11. "Grandma" - In "Grandma," Lily Tomlin is Elle Reid. Elle has just gotten through breaking up with her girlfriend when Elle’s granddaughter Sage unexpectedly shows up needing $600 bucks before sundown. Temporarily broke, Grandma Elle and Sage spend the day trying to get their hands on the cash as their unannounced visits to old friends and flames end up rattling skeletons and digging up secrets.
12. "Mateo" - "Mateo" follows America’s most notorious gringo mariachi singer on his misadventures in Cuba. Matthew Stoneman dreamed of pop stardom. Instead, he went to jail, learned Spanish, and emerged as “Mateo,” America’s first white mariachi singer. Mateo is on the brink of completing an album of original songs in Havana. But his estrangement from friends and family, his criminal past, and his love for Cuban women could derail him on his quest for fame.
13. "Guidance" - "Guidance" is about the downward spiral of a man who has no limits. David Gold, 36, a pathologically immature former child actor, has never been able to get over high school. Recently diagnosed with skin cancer, unemployed and with nothing left to lose, he fakes his resume and gets a job as a high school guidance counselor. Quickly winning over the students at Grusin High with his laidback attitude and similar interests, he befriends Jabrielle, a teenaged outcast and soon learns that sometimes you can go too far, especially when it comes to committing a ridiculous crime.
14. "The Park Bench" - "The Park Bench" is a romance comedy about Emily, a neurotic librarian-to-be, assigned to tutor Mateo, a rogue Latino undergrad, struggling to pass American Lit. When she is assigned as his tutor, they agree (reluctantly) to meet three times a week on a park bench to study. At first they do not get along, but when the discussion turns from classics to confessions, they reveal secrets that could change their lives forever. Soon these two opposites learn that they have more in common than they ever could have imagined. Since Emily is engaged to be married, and Mateo has no shortage of girlfriends, the two are forced to tread carefully over their growing feelings for each other.
15. "Being Evel" - In the history of sports, few names are more recognizable than that of Evel Knievel. Long after the man hung up his famous white leather jumpsuit and rode his Harley into the sunset, his name is still synonymous with the death-defying lifestyle he led. Notoriously brash, bold, and daring, Knievel stared death in the face from the seat of his motorcycle, but few know the larger-than-life story of the boy from Butte, Montana.

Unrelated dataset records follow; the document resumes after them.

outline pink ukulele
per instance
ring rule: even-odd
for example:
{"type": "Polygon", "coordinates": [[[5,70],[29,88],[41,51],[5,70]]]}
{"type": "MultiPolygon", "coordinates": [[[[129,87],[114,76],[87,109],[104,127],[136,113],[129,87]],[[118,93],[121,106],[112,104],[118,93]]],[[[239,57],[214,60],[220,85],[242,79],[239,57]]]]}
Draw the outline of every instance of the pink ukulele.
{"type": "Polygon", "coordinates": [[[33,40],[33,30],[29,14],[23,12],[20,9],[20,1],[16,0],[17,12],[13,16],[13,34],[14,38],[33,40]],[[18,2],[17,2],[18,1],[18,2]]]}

After an adolescence riddled with petty thievery and general rabble-rousing, Knievel set his sights on superstardom, a feat he achieved when televisions around the world aired the startling crash footage of his 1967 attempt to jump the fountains at Caesars Palace in Las Vegas. The jump was spectacular, but the failed landing that sent him skidding like a ragdoll across the asphalt was the main attraction. Throughout the 1970s, his legacy as King of the Daredevils spawned action figures, movies, and a generation of kids who wanted to be just like Evel. "Being Evel" stars Evel Knievel, Johnny Knoxville, Mat Hoffman, George Hamilton, and Tony Hawk.